The newly-created Dorothy C. Radgowski Learning Through Women’s Achievement in the Arts Grant will fund learning experiences involving science, technology, engineering, art and math.

“This project will use an innovative approach to reexamine this well-known and iconic female artist through the broader lens of sensory challenges, as O’Keeffe suffered from sight loss in her later years,” said Valerie Balint, director of Historic Artists Homes and Studio for the National Trust for Historic Preservation.

“We knew the project would not only pave the way for new engagement with young audiences, but would also open up O’Keeffe’s larger life story, one centered in the power of place that is so evident in this preserved artist’s site.”

While the home, now owned by the Georgia O’Keeffe Museum, already offers adult tours of the space and its gardens, a youth tour would be specifically geared to that age group, said O’Keeffe curator of historic properties Giustina Renzoni.

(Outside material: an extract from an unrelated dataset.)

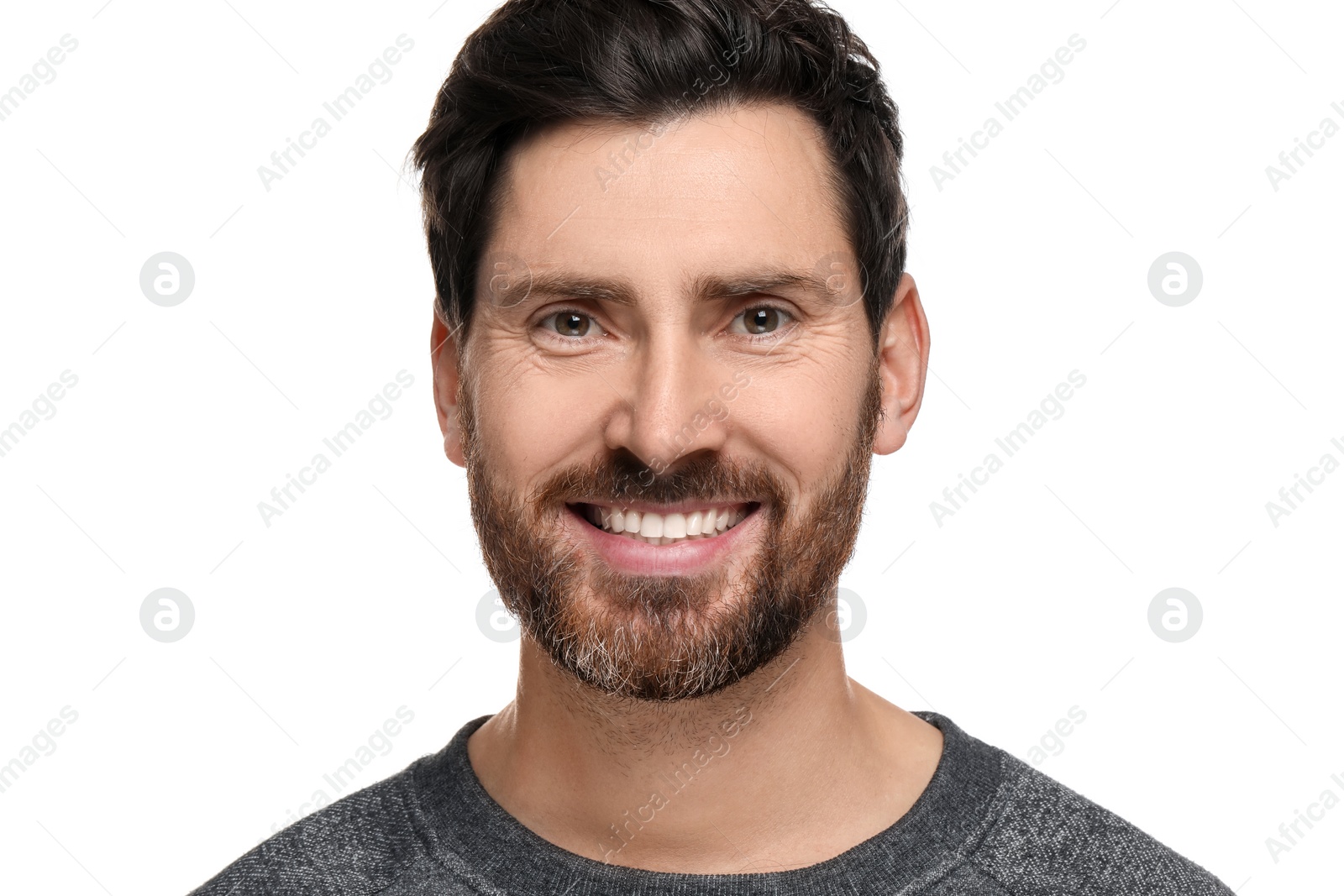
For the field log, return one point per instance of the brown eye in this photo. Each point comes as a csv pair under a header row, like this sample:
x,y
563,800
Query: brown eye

“Abiquiú Exterior and Garden, 2019.” Krysta Jabczenski. (Courtesy of the Georgia O’Keeffe Museum)

As students walk into the garden, they can learn about plant life and horticulture. An engineering component might include the construction of the adobe house.

Aside from her famous flowers, O’Keeffe was known for collecting and painting bones.

“We would have a 3D printed ram’s head skull,” Renzoni said. “Kids want to touch. This could be a way to let kids have these tactile experiences at the house.”

Renzoni also is considering providing an adobe mixture students can take home and fashion in to a brick.

“It’s a way to engage kids that you don’t always see at historic sites,” she said.

She also plans to produce a Spanish/English activity guide and wants to offer cameras so students can photograph the home and gardens.

Renzoni applied for the grant last October. She learned the site had won near the end of December.

“I was so excited,” she said. “I was inspired, actually, because I knew it was going to be a very competitive grant. We have a lot of historic sites dedicated to women artists.”

O’Keeffe was passionate about education, often inviting local children into her garden.

Toward the end of her life, she suffered from macular degeneration.

“So part of our goal is to make sure our site is accessible to children and adults who are blind,” Renzoni said. “It all goes back to O’Keeffe’s values.”

She hopes to begin the tours in the fall.

The 5,000-square-foot compound was in ruins in 1945 when O’Keeffe purchased the home from the Catholic Church. For the next four years, the artist supervised its restoration, which was carried out by her friend, Maria Chabot. O’Keeffe finally made Abiquiú her permanent home in 1949. The home’s oldest rooms were likely built in 1744.